- Developer: BluMiAl Studios
- Publisher: Lexicon Entertainment
- Release: WW: 2008;

= Aurora: The Secret Within =

2008 video game

Aurora: The Secret Within is a 2008 adventure game developed by Italian company BluMiAl Studio and published by Lexicon Entertainment.

== Production ==
Italian development company BluMiAl Studio was founded by Michel Palucci and Alessio Restaino; Aurora was their debut project. The game was designed in the Adventure Maker program.

The game was originally promised for the summer of 2007. In addition, a Russian-language version to be released in Russia, the CIS countries and the Baltics was projected for December 2007. On March 13, 2008, Aurora: The Secret Within hit gold status and was set for a release date of April 25, 2008. The game was released by Tri Synergy in North America.

== Plot and gameplay ==
The plot revolves about the UFO crash at Roswell. A detective, named Pileggi, has been called in to investigate the disappearance of a farmer.
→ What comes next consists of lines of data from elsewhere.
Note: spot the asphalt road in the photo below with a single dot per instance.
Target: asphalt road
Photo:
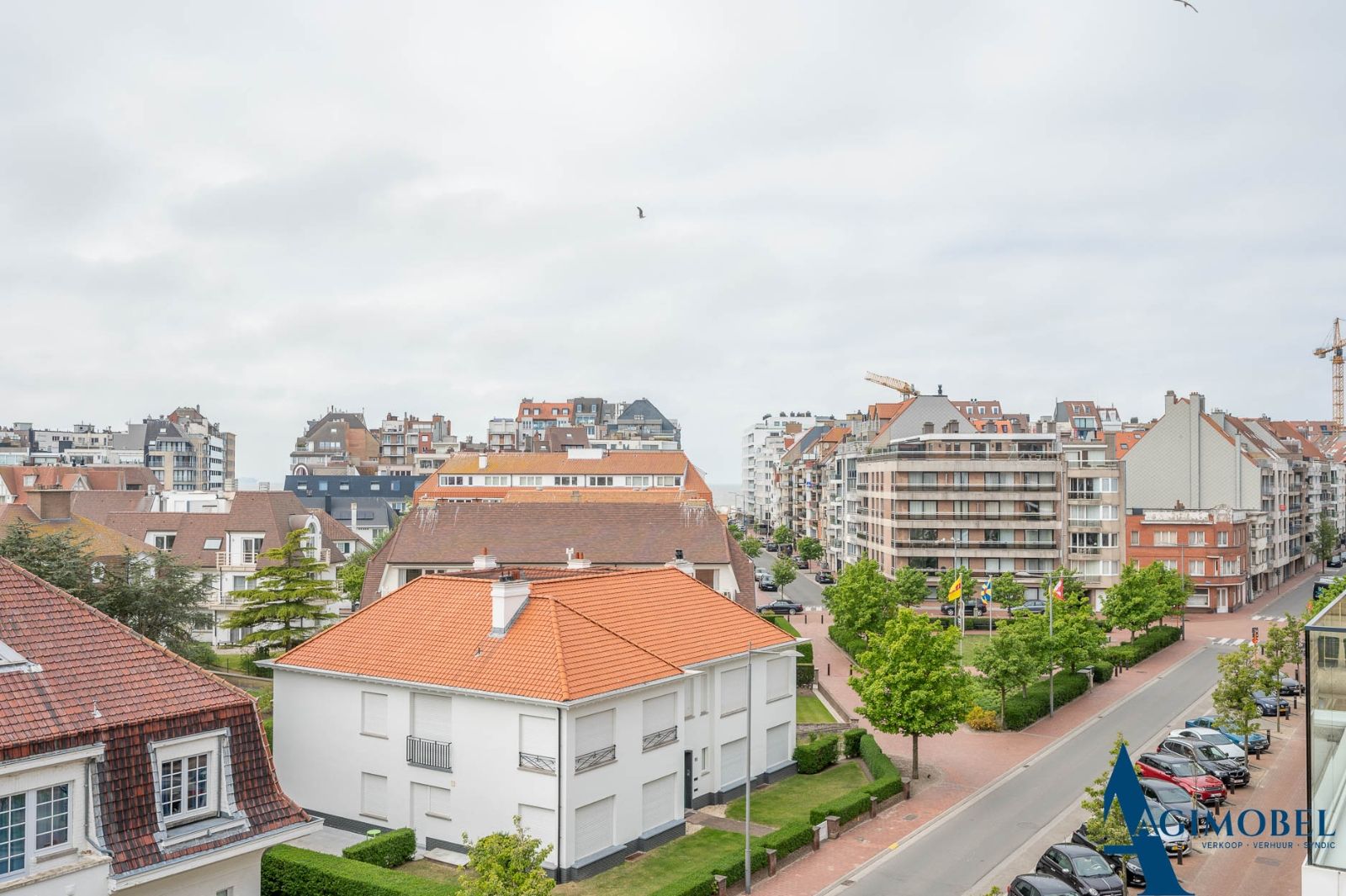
(959, 849)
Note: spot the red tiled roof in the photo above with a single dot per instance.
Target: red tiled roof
(574, 638)
(101, 682)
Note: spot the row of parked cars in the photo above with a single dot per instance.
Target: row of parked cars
(1193, 768)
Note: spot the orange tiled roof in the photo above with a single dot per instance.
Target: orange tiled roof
(575, 637)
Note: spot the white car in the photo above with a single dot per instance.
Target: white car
(1220, 740)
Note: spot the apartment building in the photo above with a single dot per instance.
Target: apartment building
(458, 702)
(123, 767)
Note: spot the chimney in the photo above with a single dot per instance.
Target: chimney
(681, 564)
(509, 596)
(50, 503)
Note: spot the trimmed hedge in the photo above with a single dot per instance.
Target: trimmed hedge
(387, 851)
(289, 871)
(847, 640)
(1022, 711)
(816, 755)
(1143, 646)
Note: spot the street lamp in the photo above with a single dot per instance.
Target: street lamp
(747, 779)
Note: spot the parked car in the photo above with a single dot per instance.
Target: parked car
(1174, 799)
(1080, 867)
(1229, 771)
(1040, 886)
(1228, 747)
(1258, 741)
(1184, 772)
(1269, 705)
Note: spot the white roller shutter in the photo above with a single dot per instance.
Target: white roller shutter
(431, 718)
(657, 802)
(594, 828)
(778, 745)
(734, 691)
(731, 761)
(659, 713)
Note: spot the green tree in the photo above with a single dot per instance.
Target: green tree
(57, 557)
(1114, 830)
(861, 599)
(506, 864)
(287, 597)
(914, 684)
(161, 597)
(784, 572)
(909, 587)
(809, 548)
(1240, 676)
(1007, 591)
(1009, 660)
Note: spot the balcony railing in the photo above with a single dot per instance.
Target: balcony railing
(659, 738)
(596, 758)
(428, 754)
(532, 761)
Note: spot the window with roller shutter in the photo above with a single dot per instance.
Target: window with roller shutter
(657, 802)
(594, 828)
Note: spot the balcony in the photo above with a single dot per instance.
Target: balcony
(428, 754)
(596, 758)
(532, 761)
(659, 739)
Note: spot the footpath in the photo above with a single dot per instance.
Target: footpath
(955, 767)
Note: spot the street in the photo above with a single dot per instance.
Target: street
(960, 849)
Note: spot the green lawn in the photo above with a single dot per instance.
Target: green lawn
(792, 798)
(707, 848)
(811, 709)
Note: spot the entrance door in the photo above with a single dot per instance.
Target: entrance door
(686, 779)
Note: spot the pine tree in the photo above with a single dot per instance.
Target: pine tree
(289, 600)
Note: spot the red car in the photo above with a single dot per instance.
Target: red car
(1184, 772)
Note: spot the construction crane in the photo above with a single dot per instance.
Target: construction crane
(1334, 348)
(905, 388)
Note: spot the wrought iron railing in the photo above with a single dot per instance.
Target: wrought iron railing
(659, 739)
(532, 761)
(428, 754)
(596, 758)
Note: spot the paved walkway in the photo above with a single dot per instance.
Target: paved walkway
(953, 767)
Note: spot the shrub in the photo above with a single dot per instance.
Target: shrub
(387, 851)
(1022, 711)
(982, 718)
(289, 871)
(816, 755)
(847, 640)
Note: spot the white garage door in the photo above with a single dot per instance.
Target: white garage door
(594, 828)
(778, 745)
(657, 797)
(731, 761)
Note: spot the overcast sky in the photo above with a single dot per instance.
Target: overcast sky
(268, 209)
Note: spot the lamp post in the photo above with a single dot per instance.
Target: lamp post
(747, 761)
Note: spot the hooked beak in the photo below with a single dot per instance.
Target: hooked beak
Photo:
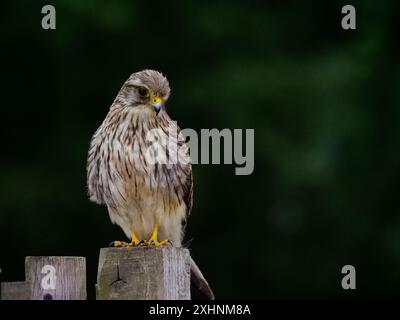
(156, 102)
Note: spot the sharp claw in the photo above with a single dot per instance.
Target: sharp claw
(116, 244)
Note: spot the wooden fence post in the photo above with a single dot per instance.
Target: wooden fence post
(143, 273)
(49, 278)
(15, 291)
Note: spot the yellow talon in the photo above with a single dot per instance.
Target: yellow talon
(153, 241)
(134, 242)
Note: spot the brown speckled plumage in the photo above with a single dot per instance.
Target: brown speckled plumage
(139, 194)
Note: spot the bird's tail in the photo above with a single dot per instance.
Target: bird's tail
(199, 285)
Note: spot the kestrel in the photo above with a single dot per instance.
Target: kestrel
(149, 200)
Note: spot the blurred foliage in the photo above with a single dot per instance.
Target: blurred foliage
(324, 104)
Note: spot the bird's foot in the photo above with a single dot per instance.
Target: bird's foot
(156, 243)
(134, 243)
(123, 244)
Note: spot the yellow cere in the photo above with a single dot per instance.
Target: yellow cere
(156, 100)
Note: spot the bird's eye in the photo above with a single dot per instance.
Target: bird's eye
(143, 92)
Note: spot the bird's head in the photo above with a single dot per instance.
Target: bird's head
(148, 88)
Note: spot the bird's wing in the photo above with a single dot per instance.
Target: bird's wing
(94, 163)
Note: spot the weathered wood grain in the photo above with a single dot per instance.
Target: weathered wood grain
(56, 278)
(15, 291)
(143, 273)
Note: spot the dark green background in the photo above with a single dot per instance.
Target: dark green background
(324, 103)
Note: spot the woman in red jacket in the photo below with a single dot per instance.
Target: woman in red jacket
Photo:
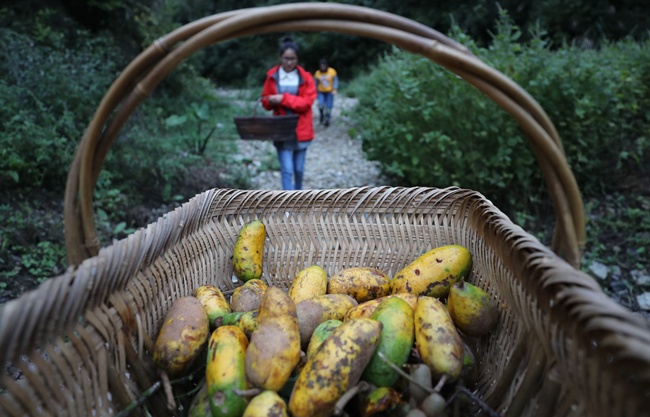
(289, 89)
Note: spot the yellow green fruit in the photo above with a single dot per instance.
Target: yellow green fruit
(434, 272)
(395, 342)
(308, 283)
(472, 309)
(316, 310)
(382, 399)
(248, 252)
(334, 368)
(266, 404)
(366, 309)
(245, 320)
(274, 348)
(200, 405)
(248, 296)
(437, 339)
(182, 336)
(360, 283)
(226, 371)
(320, 334)
(214, 301)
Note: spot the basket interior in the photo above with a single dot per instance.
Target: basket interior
(110, 309)
(276, 128)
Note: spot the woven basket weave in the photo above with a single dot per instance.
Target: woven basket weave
(82, 341)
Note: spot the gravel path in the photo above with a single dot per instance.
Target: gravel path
(334, 159)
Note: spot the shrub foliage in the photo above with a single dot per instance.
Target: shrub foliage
(429, 127)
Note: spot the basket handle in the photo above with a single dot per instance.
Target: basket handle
(145, 72)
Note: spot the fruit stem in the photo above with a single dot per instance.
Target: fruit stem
(441, 383)
(404, 374)
(349, 394)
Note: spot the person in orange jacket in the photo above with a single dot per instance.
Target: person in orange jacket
(290, 89)
(327, 83)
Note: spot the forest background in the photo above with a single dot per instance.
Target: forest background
(586, 62)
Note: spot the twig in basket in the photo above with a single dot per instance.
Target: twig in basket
(171, 404)
(397, 369)
(349, 394)
(482, 404)
(141, 399)
(151, 391)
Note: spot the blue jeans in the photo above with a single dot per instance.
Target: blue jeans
(292, 165)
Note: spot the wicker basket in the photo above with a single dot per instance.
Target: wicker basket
(275, 128)
(82, 341)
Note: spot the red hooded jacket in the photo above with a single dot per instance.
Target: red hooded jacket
(300, 104)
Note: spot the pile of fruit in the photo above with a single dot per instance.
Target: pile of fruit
(356, 343)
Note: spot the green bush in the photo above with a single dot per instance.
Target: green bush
(428, 127)
(47, 95)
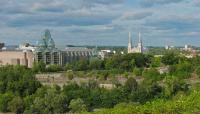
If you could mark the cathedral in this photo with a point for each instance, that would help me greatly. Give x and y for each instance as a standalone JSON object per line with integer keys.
{"x": 135, "y": 49}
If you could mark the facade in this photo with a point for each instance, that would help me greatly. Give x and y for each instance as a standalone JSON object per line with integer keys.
{"x": 136, "y": 49}
{"x": 16, "y": 57}
{"x": 73, "y": 53}
{"x": 46, "y": 51}
{"x": 1, "y": 45}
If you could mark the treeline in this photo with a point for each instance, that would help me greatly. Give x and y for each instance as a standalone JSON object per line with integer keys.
{"x": 180, "y": 104}
{"x": 21, "y": 93}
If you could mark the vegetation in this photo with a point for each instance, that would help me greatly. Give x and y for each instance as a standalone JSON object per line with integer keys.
{"x": 166, "y": 92}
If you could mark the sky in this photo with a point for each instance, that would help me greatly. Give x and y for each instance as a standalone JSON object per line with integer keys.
{"x": 101, "y": 22}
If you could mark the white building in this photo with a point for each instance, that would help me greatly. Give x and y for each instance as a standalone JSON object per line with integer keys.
{"x": 136, "y": 49}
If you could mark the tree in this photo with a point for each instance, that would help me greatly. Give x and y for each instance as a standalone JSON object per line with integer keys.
{"x": 131, "y": 84}
{"x": 16, "y": 105}
{"x": 77, "y": 105}
{"x": 198, "y": 71}
{"x": 152, "y": 74}
{"x": 39, "y": 66}
{"x": 53, "y": 68}
{"x": 170, "y": 58}
{"x": 96, "y": 64}
{"x": 4, "y": 101}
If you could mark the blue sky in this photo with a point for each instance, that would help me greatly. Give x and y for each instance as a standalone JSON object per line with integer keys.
{"x": 101, "y": 22}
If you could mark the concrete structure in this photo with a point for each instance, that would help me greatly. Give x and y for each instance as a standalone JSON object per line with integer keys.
{"x": 136, "y": 49}
{"x": 46, "y": 51}
{"x": 15, "y": 57}
{"x": 1, "y": 45}
{"x": 26, "y": 47}
{"x": 73, "y": 53}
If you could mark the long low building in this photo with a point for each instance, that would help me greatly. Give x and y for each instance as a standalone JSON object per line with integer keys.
{"x": 16, "y": 57}
{"x": 46, "y": 51}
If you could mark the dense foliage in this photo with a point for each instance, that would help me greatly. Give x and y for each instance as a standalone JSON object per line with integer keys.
{"x": 157, "y": 92}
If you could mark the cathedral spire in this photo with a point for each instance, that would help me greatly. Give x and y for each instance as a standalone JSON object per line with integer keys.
{"x": 129, "y": 43}
{"x": 140, "y": 41}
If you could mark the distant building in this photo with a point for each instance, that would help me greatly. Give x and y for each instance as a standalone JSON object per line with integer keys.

The game is a point and click adventure game from the perspective of the main characters. The game's style and theme bow to the Tex Murphy series. Players navigate in the style of Myst.

== Critical reception ==
Prior to release, Adventure Archiv was fascinated how the developers would have brought a new spin to the oft-adapted story of Roswell.

Technopolis felt the game came across as amateurish. Adventure Classic Gaming thought the game's confused localization - half in English and half in Italian was a great hindrance to its enjoyment from players. Adventure Archiv described the title as a fair debut independent release, and encouraged the development team to keep working on their talents. Adventure Planet thought the game was an "absolutely artisanal, experimental product" made by two people on no budget, though appreciated their audacity. Adventure Treff discouraged the game even to adventure fans.

The game was "hugely successful in Europe and Asia".